Core Engineering Questions
Merging these two off-chain architectures requires addressing several critical questions:
State Representation: How do we represent RGB allocations within Lightning commitment transactions? Each commitment update must reflect both Bitcoin amounts and RGB asset allocations, while maintaining compatibility with Lightning's existing transaction structure.
State Synchronization: How do we ensure RGB state updates remain synchronized with Lightning commitment updates? When a Lightning HTLC is added, settled, or times out, the corresponding RGB allocations must transition correctly across multiple state layers.

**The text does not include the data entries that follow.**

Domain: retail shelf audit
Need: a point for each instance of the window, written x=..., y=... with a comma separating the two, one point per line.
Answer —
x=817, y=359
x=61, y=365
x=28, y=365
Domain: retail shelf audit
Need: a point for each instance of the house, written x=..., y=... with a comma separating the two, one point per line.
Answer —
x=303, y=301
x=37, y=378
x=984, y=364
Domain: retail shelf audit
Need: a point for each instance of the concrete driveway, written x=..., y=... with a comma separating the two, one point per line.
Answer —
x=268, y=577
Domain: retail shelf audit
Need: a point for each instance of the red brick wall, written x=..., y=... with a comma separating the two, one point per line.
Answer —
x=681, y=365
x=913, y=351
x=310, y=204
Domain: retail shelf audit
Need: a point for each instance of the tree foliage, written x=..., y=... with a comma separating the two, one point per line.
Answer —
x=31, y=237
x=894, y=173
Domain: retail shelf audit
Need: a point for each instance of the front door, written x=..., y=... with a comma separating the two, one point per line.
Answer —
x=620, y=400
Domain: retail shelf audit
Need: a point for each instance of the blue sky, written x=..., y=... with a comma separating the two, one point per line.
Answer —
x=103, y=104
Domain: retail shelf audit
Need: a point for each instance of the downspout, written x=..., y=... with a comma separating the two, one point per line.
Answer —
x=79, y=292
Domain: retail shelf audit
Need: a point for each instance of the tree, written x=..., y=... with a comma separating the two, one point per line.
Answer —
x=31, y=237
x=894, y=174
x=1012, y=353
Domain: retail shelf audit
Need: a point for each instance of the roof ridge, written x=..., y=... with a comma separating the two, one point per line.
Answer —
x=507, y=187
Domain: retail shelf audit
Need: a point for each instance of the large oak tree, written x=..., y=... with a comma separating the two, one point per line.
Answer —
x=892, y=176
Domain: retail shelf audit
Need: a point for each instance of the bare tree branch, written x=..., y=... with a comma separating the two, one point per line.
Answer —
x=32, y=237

Recovery and Safety: What happens during unilateral channel closure? Can both parties recover their RGB assets from broadcasted commitment transactions? The recovery mechanism must work for all scenarios: cooperative close, force close, and HTLC settlement.
Phase 1 Objective
Phase 1 focuses on validating the fundamental building blocks of protocol fusion. Rather than optimizing for production scale or handling every edge case, we aim to prove that the core integration is sound:
- RGB assets can be allocated within Lightning channel funding transactions
- Commitment updates correctly track RGB state transitions
- Channel closure (both cooperative and forced) preserves RGB asset ownership
- HTLC settlement mechanisms work correctly with RGB allocations
- Assets recovered from L2 channels remain fully functional on L1
Success in Phase 1 means we have established a solid foundation for more complex scenarios in subsequent phases.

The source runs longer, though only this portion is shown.